I’m not a financial aid expert, but my sense is that financial aid is complicated. Since normally that which you don’t understand will seem simple, financial aid must be really complicated. What a student is eligible for, when, for how long, and under what circumstances is very likely a morass of overlapping rules that seem to be ever changing. I think this is an instance though, where a little data and a great deal of programming could help. For as complicated as the financial aid rules are, they are still rules. While it is likely there are some edge cases where different interpretations may happen, I’m going to start with the premise that a vast majority of the rules are knowable, quantifiable, and fixed (at least within a given set of parameters). If all this is true, then we should be able to create a system that will take a set of inputs and output information for the student on their financial aid situation.
Creating a Financial Aid Report Sheet
In the old tradition of Apple marketing, I’m going to suggest a good, better, and best system.
The system will take as input a set of information about a student (whatever is required by each different kind of financial aid), their aid history, some assumptions about the relative stability of their family financial situation, and information from the colleges on the four year real cost of attendance. I think most of this is likely sitting in college ERP systems somewhere already, as our systems are able to calculate current aid for students. With all that the system would output for the student a sheet of their total aid right now and how it will look over their four years (or more).
The system would allow the student to make changes to year over year assumptions. They could change, for instance, the number of credits they take in year three, or adjust their family income, or even change their GPA and see what the does long term to their aid.
The system is run independently of a college or university. The student creates an account on a site and, via personal APIs is able to pull the needed information from their current institution and then see this analysis. In the interest of privacy, the data is never stored. Once the student logs out, the data disappears (the only thing we might store is which schools they’ve added to their query list so that they can quickly authorize the app again to pull their data). Once the analysis is separated from the institution, a student could use it to see what would happen if they transferred to another institution.
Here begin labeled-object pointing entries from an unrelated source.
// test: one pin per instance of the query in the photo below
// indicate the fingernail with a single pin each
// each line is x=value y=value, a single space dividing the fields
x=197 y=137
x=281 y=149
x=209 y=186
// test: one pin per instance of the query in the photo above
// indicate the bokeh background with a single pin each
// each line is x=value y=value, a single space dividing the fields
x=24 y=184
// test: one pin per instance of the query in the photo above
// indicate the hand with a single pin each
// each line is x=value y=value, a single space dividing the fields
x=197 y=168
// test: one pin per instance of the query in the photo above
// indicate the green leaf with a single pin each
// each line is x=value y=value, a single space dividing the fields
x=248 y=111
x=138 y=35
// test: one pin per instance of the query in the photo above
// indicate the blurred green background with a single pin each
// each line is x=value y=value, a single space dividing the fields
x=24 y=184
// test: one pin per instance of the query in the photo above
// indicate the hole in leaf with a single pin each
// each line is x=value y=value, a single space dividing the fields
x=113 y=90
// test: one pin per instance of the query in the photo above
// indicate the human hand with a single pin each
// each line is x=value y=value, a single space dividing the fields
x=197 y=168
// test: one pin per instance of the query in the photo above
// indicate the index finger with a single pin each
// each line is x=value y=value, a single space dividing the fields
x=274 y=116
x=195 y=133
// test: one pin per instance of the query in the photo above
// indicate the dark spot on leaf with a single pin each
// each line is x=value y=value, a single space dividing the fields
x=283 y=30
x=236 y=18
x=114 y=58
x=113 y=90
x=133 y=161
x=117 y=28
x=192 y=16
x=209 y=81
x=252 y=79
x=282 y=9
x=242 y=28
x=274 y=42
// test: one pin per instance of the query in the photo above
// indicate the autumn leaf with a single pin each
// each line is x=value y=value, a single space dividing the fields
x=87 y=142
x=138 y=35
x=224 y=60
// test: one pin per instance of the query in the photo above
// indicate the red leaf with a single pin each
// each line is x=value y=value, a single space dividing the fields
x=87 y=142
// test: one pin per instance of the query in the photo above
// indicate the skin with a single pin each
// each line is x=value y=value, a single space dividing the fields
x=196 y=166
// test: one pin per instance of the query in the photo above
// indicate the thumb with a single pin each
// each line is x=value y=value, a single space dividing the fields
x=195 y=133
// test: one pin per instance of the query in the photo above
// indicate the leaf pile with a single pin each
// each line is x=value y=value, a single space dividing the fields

At this point we’ve finally given the student real agency.
The Devil and the Details
What I’ve described above (even the just “good” system) is no small feat. It will depend on exceptionally well articulated aid definitions that are updated very regularly, and it really should probably allow schools to input their own internal aid so that can be included. The system will never be able to account for aid money that requires an application (unless the acceptance is automatic and based on data in some other system). While the system can certainly handle easy things like inflationary increases and a student getting older, it won’t be able to guess that a student’s state legislature is going to eliminate (or expand) a vital aid package in year 3. The best the system can do is alert the student to the change when it is updated. It might even be interesting to have the system keep it’s original forecast and then plot it against reality each semester with a button that says “why are these different” that would explain how changes in eligibility, programs, or even the students own situation (grades, family income, etc.) changed the reality.
And the Call to Action
In less than 1000 words I’ve outlined something I’m pretty sure doesn’t exist (if it does, please provide a link in the comments) but should. I’m the CIO at a very small school and don’t have the resources to take on a project like this myself, but I would love for some folks to stand up and be counted as interested in making something like this a reality. Anyone game?